Impact on reporting and finances. As a result of the resignations of bp’s nominated directors, bp has determined that it no longer meets the criteria set out under International Financial Reporting Standards (IFRS) for having “significant influence” over Rosneft. bp will therefore no longer equity account for its interest in Rosneft, treating it now as a financial asset measured at fair value.
This will result in two material changes to bp’s financial reporting and finances in the results for the first quarter of 2022.
First, it is expected to give rise to a non-cash adjusting item charge at the time of the first quarter 2022 results, representing the difference between the fair value of bp’s Rosneft shareholding at 31 March 2022 and the carrying value of the asset. At the end of 2021 this carrying value stood at around $14 billion.
Second, in addition, the change is expected to result in non-cash adjusting item charge, principally arising from foreign exchange losses accumulated since 2013 that under IFRS were previously recorded directly in equity rather than the income statement. At the end of 2021 these totalled around $11 billion, and this adjustment will not impact equity.
The change in accounting treatment also means that bp will no longer recognize a share in Rosneft’s net income, production and reserves. bp will no longer report Rosneft as a separate segment from the first quarter 2022 results.
As a result of the accounting changes, and excluding Rosneft from base year and future periods, bp now expects:
to continue, as before, to deliver a 7-9% EBIDA per share CAGR between 2H19/1H20 through 2025 at oil prices of $50-60 per barrel (2020 real) based on bp’s planning assumptions; and
EBITDA from resilient hydrocarbons and group to be around $2 billion lower in 2025, at around $31 billion and $38 billion respectively.

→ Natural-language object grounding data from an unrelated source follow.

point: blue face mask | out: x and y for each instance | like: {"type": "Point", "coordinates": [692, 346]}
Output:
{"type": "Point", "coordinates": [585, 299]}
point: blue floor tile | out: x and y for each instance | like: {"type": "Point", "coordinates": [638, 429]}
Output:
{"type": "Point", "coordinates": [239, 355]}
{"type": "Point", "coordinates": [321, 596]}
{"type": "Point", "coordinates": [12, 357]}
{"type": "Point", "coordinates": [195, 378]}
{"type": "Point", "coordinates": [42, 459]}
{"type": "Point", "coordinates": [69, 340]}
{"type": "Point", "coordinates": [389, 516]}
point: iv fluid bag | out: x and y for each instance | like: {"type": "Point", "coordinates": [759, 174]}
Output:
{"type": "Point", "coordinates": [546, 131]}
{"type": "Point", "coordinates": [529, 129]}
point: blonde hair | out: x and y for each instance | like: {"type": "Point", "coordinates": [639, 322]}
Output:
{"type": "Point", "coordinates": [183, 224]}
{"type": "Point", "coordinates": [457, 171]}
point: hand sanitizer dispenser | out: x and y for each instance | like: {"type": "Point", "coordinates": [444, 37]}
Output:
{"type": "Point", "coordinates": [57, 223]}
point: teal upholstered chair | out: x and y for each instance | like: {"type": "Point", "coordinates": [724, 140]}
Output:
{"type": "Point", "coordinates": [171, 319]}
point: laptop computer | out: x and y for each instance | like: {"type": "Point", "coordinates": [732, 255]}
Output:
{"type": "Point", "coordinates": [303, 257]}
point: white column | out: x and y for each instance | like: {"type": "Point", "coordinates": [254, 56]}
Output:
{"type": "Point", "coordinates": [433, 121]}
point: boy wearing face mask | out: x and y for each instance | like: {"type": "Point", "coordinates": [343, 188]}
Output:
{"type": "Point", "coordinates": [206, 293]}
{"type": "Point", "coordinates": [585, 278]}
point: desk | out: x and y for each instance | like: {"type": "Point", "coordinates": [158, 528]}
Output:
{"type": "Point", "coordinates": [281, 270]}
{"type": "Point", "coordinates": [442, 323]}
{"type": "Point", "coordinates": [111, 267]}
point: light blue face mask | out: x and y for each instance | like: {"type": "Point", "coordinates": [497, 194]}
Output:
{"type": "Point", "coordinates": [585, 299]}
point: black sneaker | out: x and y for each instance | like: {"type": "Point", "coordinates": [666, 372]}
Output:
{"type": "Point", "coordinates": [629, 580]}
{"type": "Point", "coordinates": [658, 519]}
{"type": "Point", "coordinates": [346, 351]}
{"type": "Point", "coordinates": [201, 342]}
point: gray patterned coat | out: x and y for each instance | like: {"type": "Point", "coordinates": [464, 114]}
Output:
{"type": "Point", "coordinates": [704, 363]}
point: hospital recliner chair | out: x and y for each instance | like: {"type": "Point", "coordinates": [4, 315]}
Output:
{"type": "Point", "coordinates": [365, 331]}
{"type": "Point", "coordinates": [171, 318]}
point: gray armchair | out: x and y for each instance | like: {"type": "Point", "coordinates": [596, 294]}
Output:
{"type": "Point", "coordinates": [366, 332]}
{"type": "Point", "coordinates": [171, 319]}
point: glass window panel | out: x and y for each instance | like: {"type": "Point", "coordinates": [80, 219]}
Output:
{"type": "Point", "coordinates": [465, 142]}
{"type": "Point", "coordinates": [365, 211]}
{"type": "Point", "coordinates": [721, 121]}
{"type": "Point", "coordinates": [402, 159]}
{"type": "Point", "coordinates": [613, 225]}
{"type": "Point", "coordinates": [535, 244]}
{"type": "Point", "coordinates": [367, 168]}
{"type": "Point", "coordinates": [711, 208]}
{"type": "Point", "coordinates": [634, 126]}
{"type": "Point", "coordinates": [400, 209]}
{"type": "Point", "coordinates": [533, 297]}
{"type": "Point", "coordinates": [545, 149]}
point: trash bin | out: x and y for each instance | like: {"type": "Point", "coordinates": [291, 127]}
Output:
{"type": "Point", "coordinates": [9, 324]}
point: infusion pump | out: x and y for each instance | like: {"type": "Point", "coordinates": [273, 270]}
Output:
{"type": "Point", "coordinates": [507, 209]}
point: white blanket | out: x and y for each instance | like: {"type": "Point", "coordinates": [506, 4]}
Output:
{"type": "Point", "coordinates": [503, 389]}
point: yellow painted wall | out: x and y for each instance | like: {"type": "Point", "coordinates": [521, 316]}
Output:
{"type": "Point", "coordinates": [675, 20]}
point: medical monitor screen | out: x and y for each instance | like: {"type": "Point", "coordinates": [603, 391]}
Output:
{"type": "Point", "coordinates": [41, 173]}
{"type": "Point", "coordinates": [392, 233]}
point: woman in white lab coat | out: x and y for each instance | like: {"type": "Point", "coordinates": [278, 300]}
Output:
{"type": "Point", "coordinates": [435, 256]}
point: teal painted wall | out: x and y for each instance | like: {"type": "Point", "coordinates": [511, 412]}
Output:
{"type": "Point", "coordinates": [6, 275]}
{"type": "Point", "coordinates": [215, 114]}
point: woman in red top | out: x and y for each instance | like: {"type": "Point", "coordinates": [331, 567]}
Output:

As bp now is exiting its interest in Rosneft, it has removed Rosneft dividend payments from its financial frame.
However, bp remains confident in the flexibility and resilience of its financial frame, underpinned by an average 2021-25 cash balance point of around $40 per barrel. This includes reaffirming the guidance regarding its expectations for shareholder distributions—dividends and buybacks—out to 2025 that was given with its 2021 full year results in February 2022. This includes:
bp’s first priority within its financial frame is a resilient dividend. At around $60 per barrel and subject to the board’s discretion each quarter, bp expects to have capacity for an annual increase in the dividend per ordinary share of around 4% through 2025.
bp is committed to maintaining a strong investment grade credit rating and for 2022 intends to allocate 40% of surplus cash flow to further strengthen its balance sheet.
bp expects a $14-15 billion range for capital expenditure in 2022, rising to $14-16 billion between 2023-5.
For 2022, and subject to maintaining a strong investment grade credit rating, bp is committed to using 60% of surplus cash flow for share buybacks. At around $60 per barrel bp expects to be able to deliver share buybacks of around $4.0 billion a year on average through 2025.
bp will also exit its other businesses with Rosneft within Russia. This includes an interest in three joint ventures with a carrying value of around $1.4 billion at year-end 2021.
bp will continue to comply with all relevant international trade rules and sanctions. It continues to keep this situation under review.